N'en déplaise à des stéréotypes qui ont la vie dure, la droite américaine, y compris sous ses formes radicales, ne se réduit pas à la bigoterie des fondamentalistes, ni au folklore du Ku Klux Klan. À travers quelques figures clefs, tour d'horizon d'une droite qui pense.
Alors que la scène intellectuelle d'outre-Atlantique est encore dominée par le Liberalism, « cette mouture spécifiquement américaine de progressisme, d'idéalisme et de social-démocratiel », tout commence par un grand livre, paru en 1953. Il a pour auteur Russell Kirk (1918-1994) et pour titre The Conservative Mind : From Burke to Eliot. Kirk y redéfinit l'esprit conservateur et s'efforce de retracer la généalogie d'un conservatisme anglo-américain. Celui-ci a pour père fondateur Edmund Burke, dont le soutien aux colons révoltés contre la couronne britannique doit être interprété comme un attachement traditionaliste à la liberté, par opposition à la passion de l'égalité, au millénarisme et au messianisme des Jacobins, qui révulsaient Burke et font horreur à Kirk. À l'autre extrémité de la chaîne, la présence du dramaturge et poète Thomas S. Eliot, l'auteur de La Terre gaste et de Meurtre dans la cathédrale, prix Nobel en 1948, vient rappeler que, selon Kirk et la mentalité conservatrice, les hommes sont gouvernés par leurs émotions bien plus que par leur raison, et souligner l'importance de la dimension esthétique dans la défense des institutions et coutumes.

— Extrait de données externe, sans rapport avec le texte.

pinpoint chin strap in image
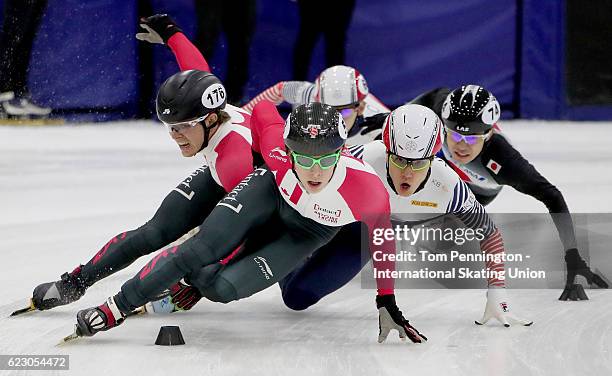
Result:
[386,158,431,194]
[198,114,219,153]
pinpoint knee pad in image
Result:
[200,277,238,303]
[283,289,321,311]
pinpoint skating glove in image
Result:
[170,280,202,311]
[136,14,183,44]
[474,288,533,328]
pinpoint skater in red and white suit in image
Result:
[281,104,531,326]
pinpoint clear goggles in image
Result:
[162,112,212,132]
[333,103,359,119]
[444,127,489,145]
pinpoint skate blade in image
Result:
[10,298,36,317]
[0,118,65,126]
[591,268,612,288]
[57,325,82,346]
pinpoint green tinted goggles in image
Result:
[291,150,340,170]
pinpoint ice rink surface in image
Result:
[0,121,612,376]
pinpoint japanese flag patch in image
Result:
[487,159,501,175]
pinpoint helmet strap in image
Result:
[198,112,219,153]
[386,158,431,194]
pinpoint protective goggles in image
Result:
[334,103,359,119]
[389,153,433,171]
[444,127,488,145]
[291,150,340,170]
[162,112,212,132]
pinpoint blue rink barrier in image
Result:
[0,0,612,120]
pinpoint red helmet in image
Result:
[382,104,442,159]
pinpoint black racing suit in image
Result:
[115,168,340,312]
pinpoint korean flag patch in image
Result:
[487,159,502,175]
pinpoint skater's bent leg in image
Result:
[115,169,280,312]
[80,166,225,286]
[198,220,338,303]
[279,222,369,311]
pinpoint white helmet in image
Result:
[382,104,442,159]
[314,65,369,107]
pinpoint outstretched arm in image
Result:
[242,81,314,112]
[136,14,211,72]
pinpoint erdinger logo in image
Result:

Sans jamais donner une tournure dogmatique à sa pensée, Kirk estime que l'authentique conservatisme anglo-saxon peut être résumé dans les six « canons » suivants : croyance en un ordre transcendant ; amour de la variété proliférante et du mystère de la vie traditionnelle, donc, par extension, du pluralisme social ; conviction qu'une société civilisée réclame des hiérarchies, classes et distinctions conviction que propriété et liberté sont inséparablement liées, la propriété privée étant vue comme un prolongement de la personne confiance dans les normes et prescriptions : l'homme doit contrôler ses appétits, ce sont la tradition et les sains préjugés qui tiennent en échec l'anarchie des pulsions ; enfin, reconnaissance que le changement, nécessaire, n'est pas la réforme, encore moins la révolution, ce qui suppose le respect de la vertu politique de prudence.

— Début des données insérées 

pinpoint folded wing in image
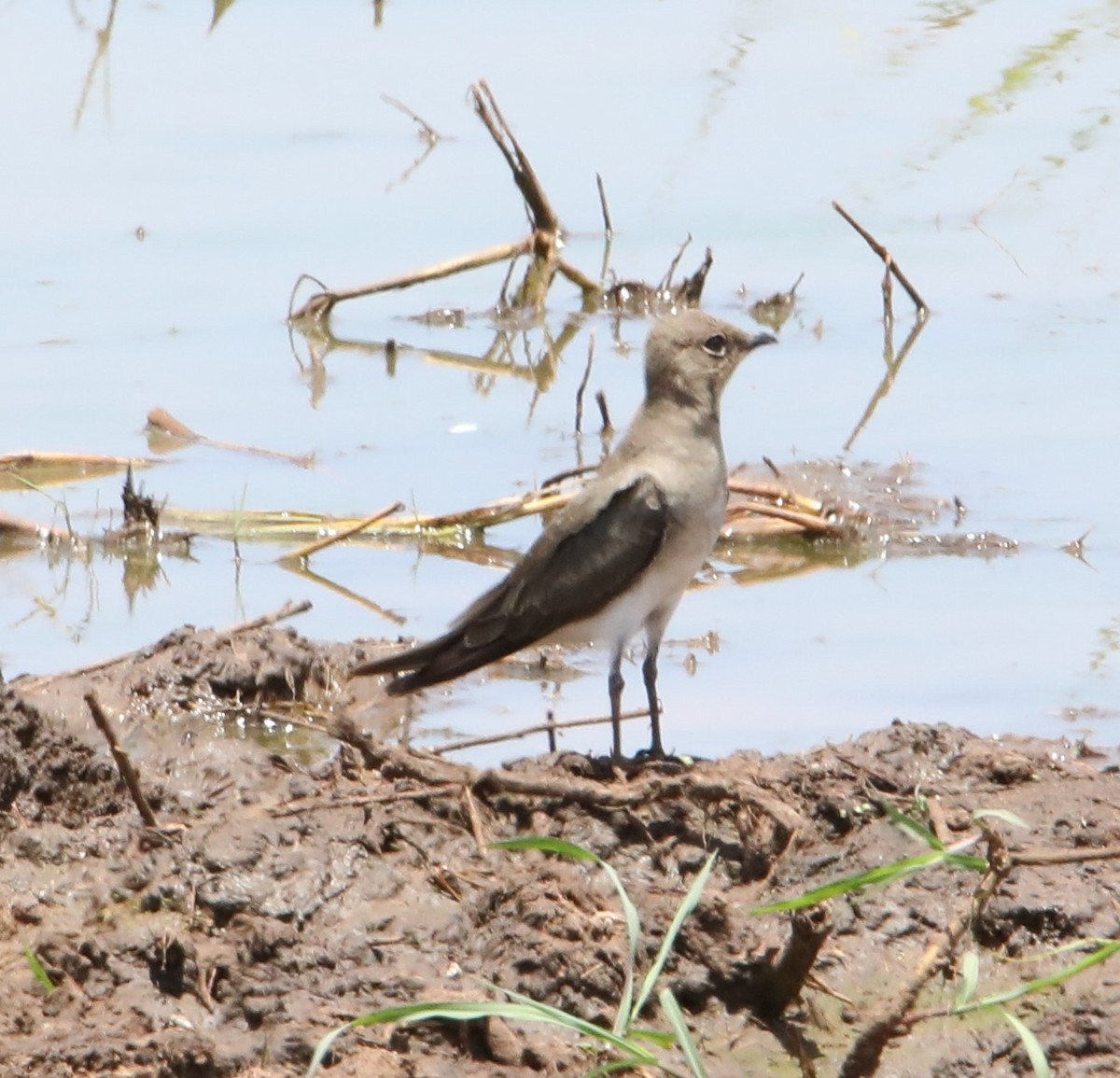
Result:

Au commencement était Russell Kirk
Hostile aux « ingénieurs sociaux », Kirk est le représentant d'une droite vaccinée contre toute dérive totalitaire rien n'est plus étranger à sa mentalité que les régimes à parti unique, uniformes obligatoires, slogans simplistes, citoyens encasernés et aboyeurs de micro. Sur les photos, son visage plein et serein est celui d'un patricien. Cet homme qui n'aimait ni les voitures ni les ordinateurs était en fait profondément « libéral » dans sa personne, accueillant volontiers dans sa demeure du Michigan réfugiés politiques et vagabonds de passage. Il apparaît comme la dernière grande figure du counter-Enlightenment, des « contre-Lumières ».
Onze ans après la parution de son maître livre qui a été un best-seller, le premier grand test politique pour la renaissance conservatrice n'est pourtant pas concluant aux présidentielles de 1964, le républicain Barry Goldwater, dont Kirk a écrit certains discours, ne recueille que 38,47 % des suffrages. Mais les progressistes de tout poil ont tort d'ironiser sur « la croisade des petites vieilles en chaussures de sport ». En effet, quelque chose de profond s'est mis en marche, qui va donner lieu à une pléiade de publications et faire connaître de nombreux esprits talentueux : le « mouvement conservateur ». En 1964, derrière Goldwater, il y a aussi un jeune militant nommé Patrick Buchanan. Né en 1938, ce journaliste et homme politique est toujours l'une des figures de proue du « paléoconservatisme », pour reprendre une expression qui fut forgée au début des années 1980 et que les vrais conservateurs ont reprise à leur compte, y trouvant confirmation de leur antériorité.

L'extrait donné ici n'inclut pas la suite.